Sie war so hoch geflogen und konnte nicht erahnen, wie es sein würde, wenn ihr üppiger Hintern wieder auf den Boden der Tatsachen aufsetzen würde. Dieser Arsch, dachte sie sich…wie konnte sie nur auf ihn reinfallen…?!
Eleonora war schon längst im Plus-Club angekommen.
Sie war attraktiv und klug und ähnelte der herzhaften Vollweibversion einer kurvigen Pummel-Göttin aus einer autonomen italienischen Provinz in den Bergen. Sie war Geschäftsfrau im elterlichen Gutshof und Weltenbummlerin in ihren Tagträumen.
Sie hatte nun ein Alter erreicht, welches für sie nur noch mit „29 plus“ erwähnenstauglich war.
Sie trug hübsche Kleider in Plus-Size, schluckte täglich fünf verschiedene Vitamin-Plus-Präparate und fürchtete, schon bald Bekanntschaft mit der „Freundschaft Plus“ Kultur machen zu müssen.
Eleonora war alleinstehend, denn sie wollte keinen Standardstatus mit üblich vorgefertigtem Lebenslauf und dem ganzen Pi Pa Pomeranzengarten. Auch wollte sie keinen Mann, der nachts ihr Schlafzimmer beschallt, ihr Bett befurzt und ihre feine weiße Bettwäsche gelb-schwitzt oder besabbert. Und sie wollte auf gar keinen Fall dabei bemerkt werden, wie oft sie mitten in der Nacht aufgrund ihrer beginnenden Blasentransformation die Toilette aufsuchen musste und dabei nie abzog, weil die viel zu laute Klospülung sie komplett aus dem Halbschlaf reissen würde.
Es lag nicht an der Männerwelt. Im Gegenteil.
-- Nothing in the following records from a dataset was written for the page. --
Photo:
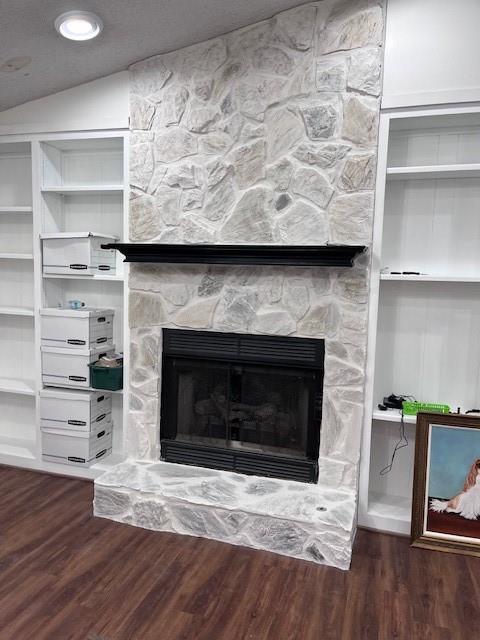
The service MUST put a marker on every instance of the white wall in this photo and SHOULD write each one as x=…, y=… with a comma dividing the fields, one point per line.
x=101, y=104
x=432, y=52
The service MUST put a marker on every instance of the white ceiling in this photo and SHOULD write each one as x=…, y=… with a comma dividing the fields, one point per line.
x=134, y=29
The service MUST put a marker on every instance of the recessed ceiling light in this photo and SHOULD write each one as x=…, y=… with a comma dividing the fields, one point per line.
x=78, y=25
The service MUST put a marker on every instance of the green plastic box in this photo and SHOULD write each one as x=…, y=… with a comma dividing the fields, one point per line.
x=412, y=408
x=108, y=378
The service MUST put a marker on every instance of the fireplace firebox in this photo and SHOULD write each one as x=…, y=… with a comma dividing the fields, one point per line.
x=245, y=403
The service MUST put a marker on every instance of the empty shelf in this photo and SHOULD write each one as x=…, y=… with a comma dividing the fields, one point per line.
x=15, y=311
x=434, y=172
x=18, y=386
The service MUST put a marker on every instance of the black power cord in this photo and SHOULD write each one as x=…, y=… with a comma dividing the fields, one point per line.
x=403, y=440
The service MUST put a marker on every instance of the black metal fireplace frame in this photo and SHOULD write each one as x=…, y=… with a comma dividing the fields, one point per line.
x=294, y=353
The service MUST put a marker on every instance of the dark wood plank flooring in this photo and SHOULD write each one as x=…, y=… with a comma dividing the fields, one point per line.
x=65, y=575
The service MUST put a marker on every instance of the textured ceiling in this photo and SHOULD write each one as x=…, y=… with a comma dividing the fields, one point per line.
x=134, y=29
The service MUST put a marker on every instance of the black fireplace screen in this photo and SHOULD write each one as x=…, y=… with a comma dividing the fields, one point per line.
x=245, y=403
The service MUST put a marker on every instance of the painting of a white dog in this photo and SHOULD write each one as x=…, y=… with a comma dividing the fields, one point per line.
x=466, y=503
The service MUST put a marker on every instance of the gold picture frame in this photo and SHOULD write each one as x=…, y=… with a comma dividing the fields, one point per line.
x=446, y=485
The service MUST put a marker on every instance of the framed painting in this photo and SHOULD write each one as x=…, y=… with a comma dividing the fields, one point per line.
x=446, y=485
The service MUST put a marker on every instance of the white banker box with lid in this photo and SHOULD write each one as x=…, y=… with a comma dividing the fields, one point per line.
x=74, y=410
x=69, y=367
x=79, y=448
x=76, y=328
x=80, y=253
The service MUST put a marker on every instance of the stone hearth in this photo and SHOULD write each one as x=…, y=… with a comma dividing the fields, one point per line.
x=267, y=135
x=291, y=518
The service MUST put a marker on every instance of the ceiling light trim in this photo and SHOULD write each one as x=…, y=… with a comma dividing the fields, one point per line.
x=79, y=25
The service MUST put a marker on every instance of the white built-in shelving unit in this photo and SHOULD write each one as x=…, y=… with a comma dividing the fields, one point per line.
x=74, y=181
x=424, y=330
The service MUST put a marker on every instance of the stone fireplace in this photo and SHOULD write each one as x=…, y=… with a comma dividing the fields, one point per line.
x=266, y=135
x=245, y=403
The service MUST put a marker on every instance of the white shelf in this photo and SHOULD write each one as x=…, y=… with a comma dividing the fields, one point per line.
x=393, y=415
x=16, y=256
x=427, y=278
x=389, y=513
x=105, y=278
x=75, y=189
x=434, y=172
x=16, y=311
x=118, y=392
x=14, y=209
x=20, y=387
x=17, y=448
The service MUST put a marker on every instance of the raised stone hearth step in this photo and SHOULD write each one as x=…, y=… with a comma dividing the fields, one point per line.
x=290, y=518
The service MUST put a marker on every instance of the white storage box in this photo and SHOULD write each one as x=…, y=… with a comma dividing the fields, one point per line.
x=77, y=448
x=76, y=329
x=74, y=410
x=69, y=367
x=78, y=253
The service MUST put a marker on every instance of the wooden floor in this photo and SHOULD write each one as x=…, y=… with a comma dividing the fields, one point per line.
x=66, y=575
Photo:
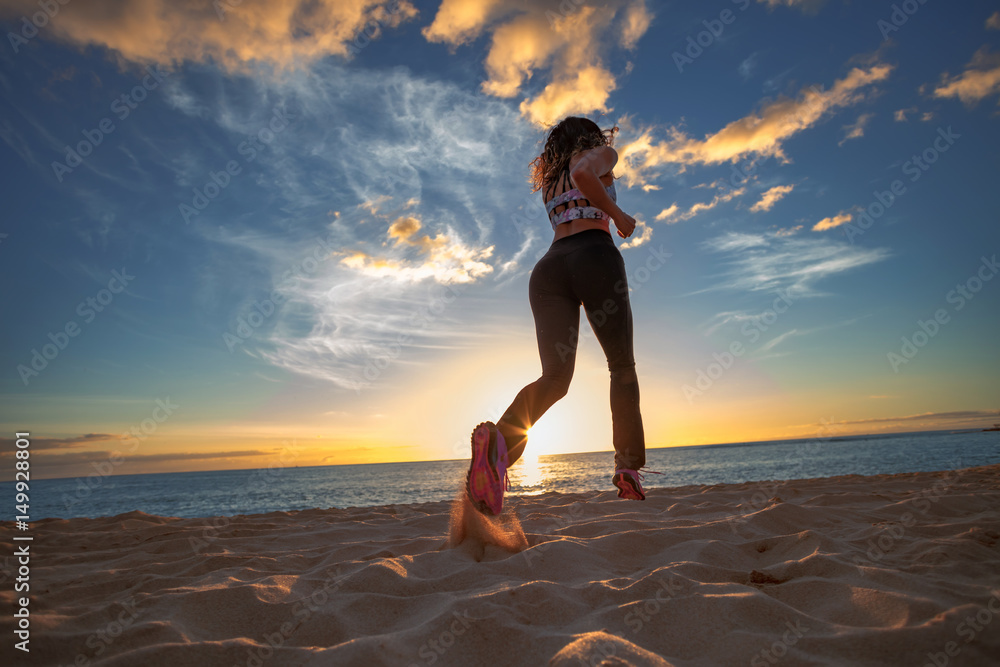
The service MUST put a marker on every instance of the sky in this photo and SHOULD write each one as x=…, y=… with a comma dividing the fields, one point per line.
x=238, y=233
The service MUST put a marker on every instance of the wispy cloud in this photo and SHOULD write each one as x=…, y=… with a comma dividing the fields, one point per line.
x=831, y=222
x=404, y=248
x=643, y=233
x=956, y=419
x=756, y=262
x=233, y=35
x=674, y=215
x=760, y=134
x=980, y=79
x=771, y=197
x=444, y=258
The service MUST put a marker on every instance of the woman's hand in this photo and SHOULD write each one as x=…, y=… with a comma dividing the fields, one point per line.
x=625, y=224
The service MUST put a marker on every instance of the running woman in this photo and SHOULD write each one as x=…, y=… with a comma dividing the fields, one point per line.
x=582, y=267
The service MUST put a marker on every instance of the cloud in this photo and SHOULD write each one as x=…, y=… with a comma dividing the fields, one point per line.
x=788, y=231
x=771, y=197
x=760, y=134
x=442, y=258
x=233, y=35
x=767, y=261
x=673, y=215
x=980, y=79
x=856, y=130
x=958, y=418
x=440, y=166
x=460, y=21
x=841, y=218
x=667, y=213
x=560, y=36
x=643, y=233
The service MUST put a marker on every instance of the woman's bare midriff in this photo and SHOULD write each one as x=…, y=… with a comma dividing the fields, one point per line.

Sie fand es äußerst grausam, wie ihre damaligen Schulfreundinnen sich jeden Dienstag Abend in Maria Lourdes’ Krisen- und Kosmetikstudio „Mary Lou’s Beautique“ versammelten, um sich erst in zuckersüße Lillets und dann in mächtige Kalis zu verwandeln, die wie herrschsüchtige Hexen allesamt und nacheinander ihre Ehemänner verfluchten und nebenbei ihre neu entstandenen Besenreiser mit teuren Wundercremes aus der USA behandelten.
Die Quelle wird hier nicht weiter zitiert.